DFT Calculations on Charge-Transfer States of a Carotenoid-Porphyrin-C60 Molecular Triad

We present a first-principles study on the ground and excited electronic states of a carotenoid-porphyrin-C-60 molecular triad. In addition, we illustrate a method for using DFT-based wave functions and densities to simulate complicated charge-transfer dynamics. Since fast and efficient calculations of charge-transfer excitations are required to understand these systems, we introduce a simple DFT-based method for calculating total energy differences between ground and excited states. To justify the procedure, we argue that some charge-transfer excitations are asympototically ground-state properties of the separated systems.
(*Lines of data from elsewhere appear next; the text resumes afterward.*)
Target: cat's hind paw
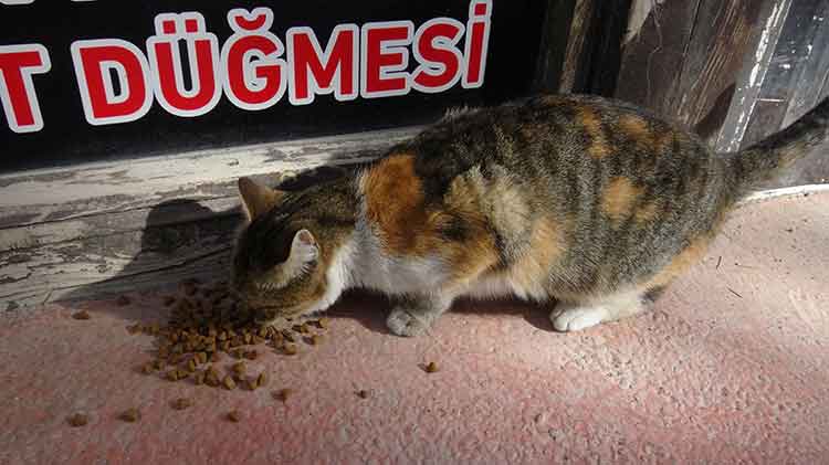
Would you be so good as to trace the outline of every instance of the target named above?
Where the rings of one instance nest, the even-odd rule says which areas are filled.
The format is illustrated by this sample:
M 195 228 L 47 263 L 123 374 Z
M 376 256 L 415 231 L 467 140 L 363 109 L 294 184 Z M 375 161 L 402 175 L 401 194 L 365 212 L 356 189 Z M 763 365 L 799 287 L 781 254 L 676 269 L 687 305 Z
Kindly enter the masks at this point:
M 597 307 L 564 307 L 550 314 L 549 319 L 557 331 L 580 331 L 596 326 L 608 318 L 607 308 Z
M 429 329 L 431 321 L 405 307 L 395 307 L 386 319 L 386 326 L 398 336 L 417 336 Z

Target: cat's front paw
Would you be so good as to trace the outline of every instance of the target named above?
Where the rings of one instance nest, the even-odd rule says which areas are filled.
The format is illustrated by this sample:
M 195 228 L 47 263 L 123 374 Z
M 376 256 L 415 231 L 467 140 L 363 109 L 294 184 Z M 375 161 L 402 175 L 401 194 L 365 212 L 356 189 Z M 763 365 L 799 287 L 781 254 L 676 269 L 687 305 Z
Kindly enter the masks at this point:
M 395 307 L 386 319 L 386 326 L 398 336 L 417 336 L 427 329 L 431 321 L 405 307 Z

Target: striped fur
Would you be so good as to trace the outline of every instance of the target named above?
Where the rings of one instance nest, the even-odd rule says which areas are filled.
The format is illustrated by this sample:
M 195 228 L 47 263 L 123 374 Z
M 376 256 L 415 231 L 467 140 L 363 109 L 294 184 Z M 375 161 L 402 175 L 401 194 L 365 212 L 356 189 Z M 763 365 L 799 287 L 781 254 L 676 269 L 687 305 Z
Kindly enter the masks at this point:
M 367 287 L 397 299 L 388 325 L 398 335 L 426 330 L 463 295 L 557 299 L 554 327 L 583 329 L 661 294 L 753 183 L 823 140 L 828 115 L 821 103 L 778 135 L 717 155 L 599 97 L 458 112 L 305 190 L 240 180 L 249 216 L 233 283 L 263 320 Z

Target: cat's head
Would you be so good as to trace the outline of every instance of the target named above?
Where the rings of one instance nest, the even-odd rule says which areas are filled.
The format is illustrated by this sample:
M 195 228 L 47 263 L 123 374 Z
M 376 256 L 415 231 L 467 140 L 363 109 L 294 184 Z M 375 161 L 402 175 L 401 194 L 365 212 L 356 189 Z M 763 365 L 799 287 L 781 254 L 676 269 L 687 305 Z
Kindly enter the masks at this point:
M 245 212 L 233 253 L 231 285 L 258 323 L 319 310 L 326 302 L 321 244 L 292 194 L 239 180 Z

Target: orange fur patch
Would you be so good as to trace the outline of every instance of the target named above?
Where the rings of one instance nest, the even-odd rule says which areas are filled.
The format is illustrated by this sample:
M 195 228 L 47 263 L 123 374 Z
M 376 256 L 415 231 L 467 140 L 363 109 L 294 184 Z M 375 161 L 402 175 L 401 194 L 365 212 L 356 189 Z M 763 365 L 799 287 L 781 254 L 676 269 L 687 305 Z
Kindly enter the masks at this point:
M 546 290 L 549 273 L 567 249 L 566 221 L 542 218 L 533 225 L 527 253 L 510 271 L 512 281 L 528 292 Z
M 613 178 L 601 193 L 601 210 L 615 221 L 623 220 L 632 213 L 633 205 L 642 194 L 642 188 L 625 177 Z
M 442 208 L 427 209 L 413 161 L 411 155 L 395 155 L 368 170 L 363 180 L 368 220 L 389 255 L 439 255 L 451 268 L 448 286 L 474 279 L 499 261 L 495 239 L 480 205 L 481 186 L 458 178 Z M 451 221 L 462 223 L 462 241 L 441 235 Z
M 599 115 L 589 106 L 579 105 L 576 107 L 576 120 L 590 136 L 591 142 L 587 152 L 594 158 L 602 158 L 609 155 L 611 150 L 605 138 Z
M 646 223 L 648 221 L 653 220 L 653 218 L 657 215 L 657 203 L 650 202 L 639 209 L 637 209 L 637 212 L 633 214 L 633 218 L 639 223 Z
M 363 180 L 366 214 L 379 229 L 393 255 L 420 254 L 419 235 L 426 224 L 423 191 L 414 173 L 414 157 L 392 155 L 371 167 Z

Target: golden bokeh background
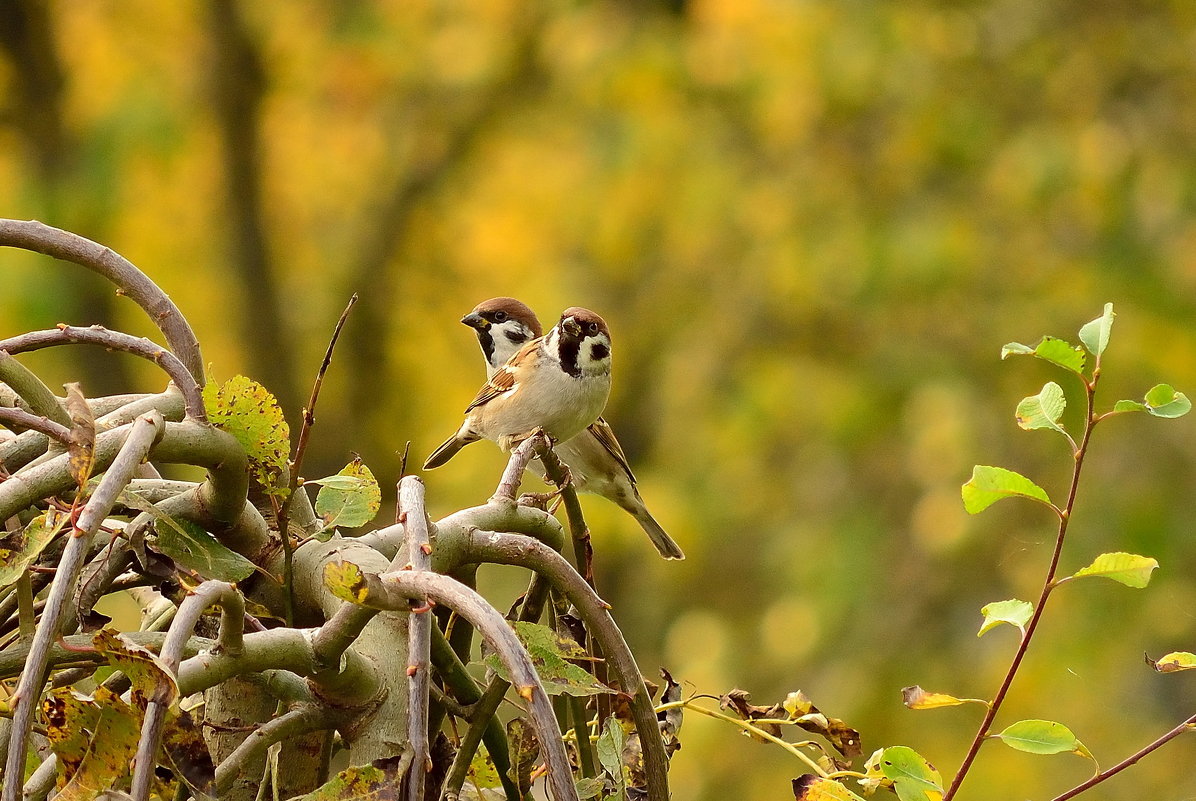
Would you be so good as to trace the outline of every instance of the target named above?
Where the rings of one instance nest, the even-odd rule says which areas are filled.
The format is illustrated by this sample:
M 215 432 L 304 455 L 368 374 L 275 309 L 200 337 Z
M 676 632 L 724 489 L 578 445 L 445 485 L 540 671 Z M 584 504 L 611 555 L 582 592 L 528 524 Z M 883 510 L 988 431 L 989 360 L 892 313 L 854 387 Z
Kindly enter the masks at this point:
M 482 379 L 477 301 L 606 317 L 606 417 L 689 558 L 587 500 L 599 589 L 641 667 L 771 703 L 803 689 L 953 772 L 1037 597 L 1052 518 L 969 518 L 974 464 L 1066 493 L 1062 438 L 1014 426 L 1057 379 L 1000 347 L 1118 312 L 1107 406 L 1196 391 L 1196 4 L 1097 0 L 12 0 L 0 11 L 0 215 L 117 250 L 212 374 L 294 422 L 331 326 L 311 476 L 356 452 L 392 485 Z M 152 335 L 79 268 L 0 252 L 4 336 Z M 77 349 L 78 350 L 78 349 Z M 85 356 L 85 359 L 83 359 Z M 148 366 L 31 355 L 51 384 L 155 390 Z M 1074 429 L 1080 416 L 1069 409 Z M 997 724 L 1068 724 L 1102 765 L 1196 711 L 1192 421 L 1097 430 L 1063 569 L 1154 556 L 1149 588 L 1056 593 Z M 486 499 L 489 445 L 427 476 Z M 390 495 L 393 493 L 390 490 Z M 518 577 L 486 577 L 501 607 Z M 689 716 L 687 801 L 783 799 L 801 765 Z M 1180 739 L 1092 797 L 1191 799 Z M 963 797 L 1049 799 L 1091 764 L 986 746 Z

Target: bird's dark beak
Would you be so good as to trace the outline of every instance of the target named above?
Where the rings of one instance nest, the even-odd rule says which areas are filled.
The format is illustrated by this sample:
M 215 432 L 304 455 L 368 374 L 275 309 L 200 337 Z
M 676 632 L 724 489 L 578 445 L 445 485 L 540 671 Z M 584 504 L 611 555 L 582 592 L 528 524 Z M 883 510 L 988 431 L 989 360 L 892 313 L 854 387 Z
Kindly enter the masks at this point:
M 581 338 L 581 325 L 572 317 L 566 317 L 561 320 L 561 330 L 568 334 L 570 337 Z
Further justification is provided from numerical experiments on separated alkali atoms. The donor-chromophore-acceptor system studied here can absorb and store light energy for several hundreds of nanoseconds. Our density-functional calculations show that the triad can possess a dipole moment of 171 D in a charge-separated state. The charge-transfer energy technique is used to obtain the energies of the excited states. The charge separated excited states with a large dipole moment will create large polarization of the solvent. We use a model to estimate the stabilization of the excited-state energies in the presence of polarization. The calculated excited-state energies are further used to calculate the Einstein's A and B coefficients for this molecular system. We use these transition rates in a kinetic Monte-Carlo simulation to examine the electronic excitations and possible charging of the molecule. Our calculations show that the solvent polarization plays a crucial role in reordering the excited-state energies and thereby in the charge-separation process.